A little over a year ago, Seattle led the nation, becoming the first major city to open its streets to shareable bikes that didn’t need docking stations and could be left almost anywhere.
A year later, Seattle has taken the opposite tack with a similar technology that’s proven more popular than the bikes. Seattle has banned dockless scooter-sharing companies from the city’s streets, with no word on when, or if, scooters might join the city’s coterie of transportation options.
The scooter companies – tech firms that barely existed a year ago and now are worth billions of dollars – are clambering to get in, regularly contacting city officials over the past several months to pitch themselves as traffic solutions and assuage safety and sidewalk concerns.
Both Lime and Bird, the two leading scooter companies, say they’re operating in more than 100 cities now.
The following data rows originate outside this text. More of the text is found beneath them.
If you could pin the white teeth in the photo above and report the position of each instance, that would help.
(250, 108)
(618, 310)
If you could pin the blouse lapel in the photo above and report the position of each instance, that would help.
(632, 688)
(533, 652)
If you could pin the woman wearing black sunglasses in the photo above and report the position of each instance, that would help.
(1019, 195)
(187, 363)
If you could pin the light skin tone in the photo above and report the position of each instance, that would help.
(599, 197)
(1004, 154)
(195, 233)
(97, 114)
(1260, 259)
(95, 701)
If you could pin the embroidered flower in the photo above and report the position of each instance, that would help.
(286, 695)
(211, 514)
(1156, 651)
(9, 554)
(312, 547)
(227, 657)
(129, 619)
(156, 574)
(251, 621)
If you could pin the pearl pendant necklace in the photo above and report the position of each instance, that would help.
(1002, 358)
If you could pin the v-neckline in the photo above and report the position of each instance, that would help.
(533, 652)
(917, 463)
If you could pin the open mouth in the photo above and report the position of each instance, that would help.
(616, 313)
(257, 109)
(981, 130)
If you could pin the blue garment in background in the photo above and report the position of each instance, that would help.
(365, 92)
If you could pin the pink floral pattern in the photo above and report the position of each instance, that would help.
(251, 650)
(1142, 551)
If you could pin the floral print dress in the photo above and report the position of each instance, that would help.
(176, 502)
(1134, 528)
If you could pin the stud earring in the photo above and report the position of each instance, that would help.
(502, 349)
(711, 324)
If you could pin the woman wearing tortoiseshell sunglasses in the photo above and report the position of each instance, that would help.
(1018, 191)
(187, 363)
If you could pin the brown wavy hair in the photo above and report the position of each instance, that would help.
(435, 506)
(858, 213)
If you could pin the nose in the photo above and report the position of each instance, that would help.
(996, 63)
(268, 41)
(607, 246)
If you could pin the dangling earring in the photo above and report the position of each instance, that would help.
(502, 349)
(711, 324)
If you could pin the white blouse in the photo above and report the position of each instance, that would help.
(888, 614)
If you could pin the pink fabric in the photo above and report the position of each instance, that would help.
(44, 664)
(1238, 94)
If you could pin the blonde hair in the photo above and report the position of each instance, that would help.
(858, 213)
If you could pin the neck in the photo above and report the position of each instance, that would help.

There are scooter shares not just in San Francisco, Los Angeles and Austin, Texas, but in Portland, Tacoma and Spokane.
With the Alaskan Way Viaduct coming down in January and Seattle headed toward several years of “maximum constraint” on downtown streets, scooter companies and their boosters argue they can offer a space-efficient, environmentally friendly, car-reducing way to get around the city.
“January’s viaduct closure will be acutely felt by everyone traveling,” said Jonathan Hopkins, director of Commute Seattle, a nonprofit that contracts with the city. “Just like walking, biking, transit and telework, scooters can be effective tools to reduce car trips, save limited road space and reduce congestion.”
But the city’s not having it.
The Seattle Department of Transportation wrote to scooter-share companies last spring, saying they were not permitted to do business here until the city set up a permit program, and that the city wouldn’t have a permit program for scooters until it set up a permanent bike-share program.
The bike-share program was finalized over the summer, but nothing’s changed on the scooter front.
Mayor Jenny Durkan has continued to ban scooter shares in the city. Stephanie Formas, a Durkan spokeswoman, said the mayor has talked about scooters with other mayors across the country and would want to study other cities before trying them here.
She specifically cited safety concerns, noting a Washington Post report that scooter-related emergency room visits have spiked in cities after scooter shares come to town.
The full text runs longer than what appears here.